While most of their movies make some attempt towards an overarching plot, the TV show is more in the vein of “Saturday Night Live”- a series of disconnected skits. Like any show in this style, the skits can vary in quality, and I can’t say all the skits have stood the test of time. But I think the show remains pretty consistently funny fifty years later, and for anyone looking to get into the show, “The Funniest Joke in the World” skit is a good starting point.
“My Neighbor Totoro”
I may have given up on my culinary aspirations, but I am still determined to learn a new language- sort of. There was a point where my Japanese had been at least conversational. But ever since I stopped taking classes, it has atrophied rapidly. No doubt my ancestors are shaking their heads and wondering what went wrong.
In a last-ditch effort at self-improvement in quarantine, I have been watching Hayao Miyazaki’s films in Japanese, including “My Neighbor Totoro,” the movie that arguably propelled Miyazaki to American stardom. The question of whether to watch with subtitles became a source of great internal struggle, but I eventually decided on alternating. I would watch “Totoro” with subtitles, then “Princess Mononoke “without, then “Ponyo” with.

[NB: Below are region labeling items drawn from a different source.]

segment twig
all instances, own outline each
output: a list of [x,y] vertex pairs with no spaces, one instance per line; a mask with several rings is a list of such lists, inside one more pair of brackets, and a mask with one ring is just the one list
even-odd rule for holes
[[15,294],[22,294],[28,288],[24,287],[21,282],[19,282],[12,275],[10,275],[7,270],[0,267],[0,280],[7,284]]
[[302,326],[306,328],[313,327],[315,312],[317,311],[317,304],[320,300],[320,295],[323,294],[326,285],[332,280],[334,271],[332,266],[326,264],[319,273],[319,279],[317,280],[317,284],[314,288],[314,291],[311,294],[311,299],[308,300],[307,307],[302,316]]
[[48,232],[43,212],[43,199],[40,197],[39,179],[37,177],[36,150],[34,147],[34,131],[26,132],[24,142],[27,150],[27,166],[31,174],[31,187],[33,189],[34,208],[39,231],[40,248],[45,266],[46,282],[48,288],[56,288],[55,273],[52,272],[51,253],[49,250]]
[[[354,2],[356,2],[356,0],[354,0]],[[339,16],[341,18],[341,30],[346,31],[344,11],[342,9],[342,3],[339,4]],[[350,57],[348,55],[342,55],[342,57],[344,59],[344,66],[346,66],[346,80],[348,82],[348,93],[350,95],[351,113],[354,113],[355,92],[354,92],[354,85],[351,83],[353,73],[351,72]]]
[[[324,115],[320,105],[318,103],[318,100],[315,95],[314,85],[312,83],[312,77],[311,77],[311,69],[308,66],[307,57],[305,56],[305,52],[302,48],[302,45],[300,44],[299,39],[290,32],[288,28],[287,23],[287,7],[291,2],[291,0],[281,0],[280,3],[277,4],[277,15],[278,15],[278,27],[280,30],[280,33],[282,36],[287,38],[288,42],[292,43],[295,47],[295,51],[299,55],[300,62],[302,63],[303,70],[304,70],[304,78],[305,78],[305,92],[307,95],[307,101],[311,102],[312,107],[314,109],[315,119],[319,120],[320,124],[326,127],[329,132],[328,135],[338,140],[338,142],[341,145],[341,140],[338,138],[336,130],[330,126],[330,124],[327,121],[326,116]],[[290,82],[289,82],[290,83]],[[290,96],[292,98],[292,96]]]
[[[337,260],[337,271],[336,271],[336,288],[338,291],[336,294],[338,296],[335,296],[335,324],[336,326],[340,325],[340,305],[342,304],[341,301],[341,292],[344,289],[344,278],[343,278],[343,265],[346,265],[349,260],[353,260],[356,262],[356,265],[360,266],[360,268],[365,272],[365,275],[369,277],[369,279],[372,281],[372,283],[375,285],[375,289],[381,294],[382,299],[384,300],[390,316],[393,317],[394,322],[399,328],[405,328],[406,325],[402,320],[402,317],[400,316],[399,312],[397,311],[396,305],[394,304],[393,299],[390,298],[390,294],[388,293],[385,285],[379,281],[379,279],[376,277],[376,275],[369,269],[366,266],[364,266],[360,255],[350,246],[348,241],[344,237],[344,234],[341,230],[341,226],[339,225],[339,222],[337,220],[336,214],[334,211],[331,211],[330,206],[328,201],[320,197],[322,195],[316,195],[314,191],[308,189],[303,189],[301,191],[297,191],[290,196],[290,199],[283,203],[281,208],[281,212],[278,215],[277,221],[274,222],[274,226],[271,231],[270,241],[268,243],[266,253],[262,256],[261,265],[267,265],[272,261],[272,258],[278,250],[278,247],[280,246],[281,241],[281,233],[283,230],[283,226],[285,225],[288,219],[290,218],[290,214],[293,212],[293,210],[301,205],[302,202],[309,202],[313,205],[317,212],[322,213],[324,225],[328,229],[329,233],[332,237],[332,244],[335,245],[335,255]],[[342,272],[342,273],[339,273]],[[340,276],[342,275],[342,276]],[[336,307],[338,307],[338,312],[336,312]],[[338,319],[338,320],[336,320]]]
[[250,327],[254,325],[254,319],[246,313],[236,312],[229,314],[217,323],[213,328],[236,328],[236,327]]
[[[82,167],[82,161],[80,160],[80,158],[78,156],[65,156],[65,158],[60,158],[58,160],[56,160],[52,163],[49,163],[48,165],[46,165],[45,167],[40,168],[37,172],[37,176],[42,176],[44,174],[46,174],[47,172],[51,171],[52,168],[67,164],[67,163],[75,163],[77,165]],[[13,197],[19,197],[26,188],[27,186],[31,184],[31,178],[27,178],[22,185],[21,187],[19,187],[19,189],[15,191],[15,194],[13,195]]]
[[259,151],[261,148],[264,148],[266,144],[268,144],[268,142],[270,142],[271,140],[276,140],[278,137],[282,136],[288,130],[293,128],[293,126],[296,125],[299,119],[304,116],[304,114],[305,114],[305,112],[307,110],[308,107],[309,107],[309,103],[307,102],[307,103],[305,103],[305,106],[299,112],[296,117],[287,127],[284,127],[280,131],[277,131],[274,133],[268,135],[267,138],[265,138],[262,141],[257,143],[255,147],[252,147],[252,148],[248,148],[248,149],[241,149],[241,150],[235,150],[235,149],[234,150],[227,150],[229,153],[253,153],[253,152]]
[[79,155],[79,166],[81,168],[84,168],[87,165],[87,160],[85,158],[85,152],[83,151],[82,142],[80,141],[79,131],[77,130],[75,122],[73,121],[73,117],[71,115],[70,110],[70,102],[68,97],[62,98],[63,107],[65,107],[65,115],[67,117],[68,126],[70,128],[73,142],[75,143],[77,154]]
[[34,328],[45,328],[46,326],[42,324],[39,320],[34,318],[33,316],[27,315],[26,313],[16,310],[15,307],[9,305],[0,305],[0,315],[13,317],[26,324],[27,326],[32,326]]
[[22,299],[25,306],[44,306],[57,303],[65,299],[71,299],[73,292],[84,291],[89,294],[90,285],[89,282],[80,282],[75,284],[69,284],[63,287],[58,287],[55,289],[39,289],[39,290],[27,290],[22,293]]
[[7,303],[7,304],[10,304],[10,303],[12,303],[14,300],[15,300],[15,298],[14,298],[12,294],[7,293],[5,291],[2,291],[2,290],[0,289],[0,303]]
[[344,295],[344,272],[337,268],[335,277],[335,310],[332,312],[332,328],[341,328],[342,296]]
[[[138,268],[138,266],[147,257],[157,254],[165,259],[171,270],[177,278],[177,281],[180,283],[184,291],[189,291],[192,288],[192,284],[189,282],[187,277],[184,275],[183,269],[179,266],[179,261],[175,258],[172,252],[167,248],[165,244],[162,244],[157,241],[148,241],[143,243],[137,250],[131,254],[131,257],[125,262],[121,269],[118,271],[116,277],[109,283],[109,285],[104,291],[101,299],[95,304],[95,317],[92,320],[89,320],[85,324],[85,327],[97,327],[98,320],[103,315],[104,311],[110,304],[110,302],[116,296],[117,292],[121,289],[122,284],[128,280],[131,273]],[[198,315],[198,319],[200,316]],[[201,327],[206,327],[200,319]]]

The results were…mixed. Much to my dismay, a few hours of children’s movies did not hurl me back to fluency. However, my Japanese has recovered enough to realize that the subtitles on HBO are quite inaccurate. This means, at worst, I’m only the second-worst Japanese speaker on earth. Not bad, right?
Unfortunately, the start of school and looming college application deadlines have put a stop to my watching spree. That being said, my watchlist has already begun anew in anticipation for Thanksgiving break, and when it hits in eight weeks, I’m looking forward to HBO and Netflix once again.